Readers' Choice: Mile High Stadium

Philip Poston

Sons of Mile High was started by a pair of Broncos-loving pals, but don't worry if you bleed colors other than orange and blue. In an example of open-mindedness that's becoming all too rare in spectator sports these days, the Sons welcome all fans, regardless of their team of preference, and the focus stays fixed on fun and camaraderie, with plenty of suds and grub thrown in for good measure. The group typically arrives at Mile High Stadium five hours before kickoff, with beverages starting to flow within a half-hour, and the gathering spot is usually Lot M (though construction this past season forced a temporary relocation to Lot N). Check the excellent SOMH website for the wheres and whens each week. The Sons tailgate away games, too.

Very few national basketball gurus pay attention to the Nuggets, and that makes sense on some level. After all, the team lacks superstars and plays in the NBA's killer Western Conference, where even making the playoffs, let alone advancing, is incredibly difficult — and that's not to mention our presence in the frequently forgotten Mountain Time Zone. But quietly, the Nugs have assembled a young, vibrant roster whose members have huge upsides. Nikola Jokic is deservedly the center of attention, but guards Gary Harris and Jamal "The Blue Arrow" Murray are maturing rapidly, and Trey Lyles has come out of nowhere (actually, Saskatchewan, Canada) to demand more minutes. If ownership can keep this crew together for a few more years, there's no telling how high they might climb.

The amount of podcast content regularly churned out by BSN Denver is downright astonishing. The network has all of Denver's major sports teams covered, and covered well, with regular podcasts about the Broncos, Nuggets, Rockies and Avalanche popping up, whether it's in season or out. Moreover, commentators such as Broncos expert Ryan Koenigsberg, a Colorado native who co-founded BSN Denver, dig deep, with recent topics including the draft-centric program "Is It Crazy to Take a Guard at No. 5?" No need to choose between quality and quantity: BSN Denver provides both.

Don't tell management, but the folks behind the Colorado Rockies Twitter account are weird. Take, for instance, the day last season when every tweet was a quote from a Rocky movie: "Yo, Adrian!
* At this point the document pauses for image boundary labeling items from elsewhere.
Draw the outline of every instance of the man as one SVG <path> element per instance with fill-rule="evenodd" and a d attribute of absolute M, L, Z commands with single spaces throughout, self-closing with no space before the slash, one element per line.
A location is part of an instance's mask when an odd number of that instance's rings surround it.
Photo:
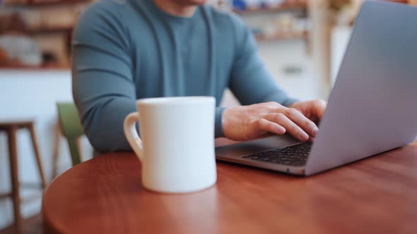
<path fill-rule="evenodd" d="M 84 12 L 74 37 L 73 94 L 96 150 L 130 149 L 122 126 L 137 99 L 204 95 L 218 105 L 227 87 L 245 106 L 216 109 L 216 137 L 314 139 L 312 121 L 326 103 L 290 99 L 244 23 L 206 1 L 105 0 Z"/>

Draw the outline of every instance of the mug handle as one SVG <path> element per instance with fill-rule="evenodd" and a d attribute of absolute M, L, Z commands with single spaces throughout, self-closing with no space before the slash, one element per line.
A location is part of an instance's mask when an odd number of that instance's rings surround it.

It's me, Rocky!"; "I am not the richest, smartest or most talented person in the world, but I succeed because I keep going and going and going"; "He's just a man, Rock, so be more man than him! Go get him. Eye of the Tiger!" and more. More recently, during spring training, the tweeters marked Photo Day by creating multiple slideshows filled exclusively with images from disposable cameras. Such messaging is consistently entertaining and frequently left of center. Hope the boss doesn't find out.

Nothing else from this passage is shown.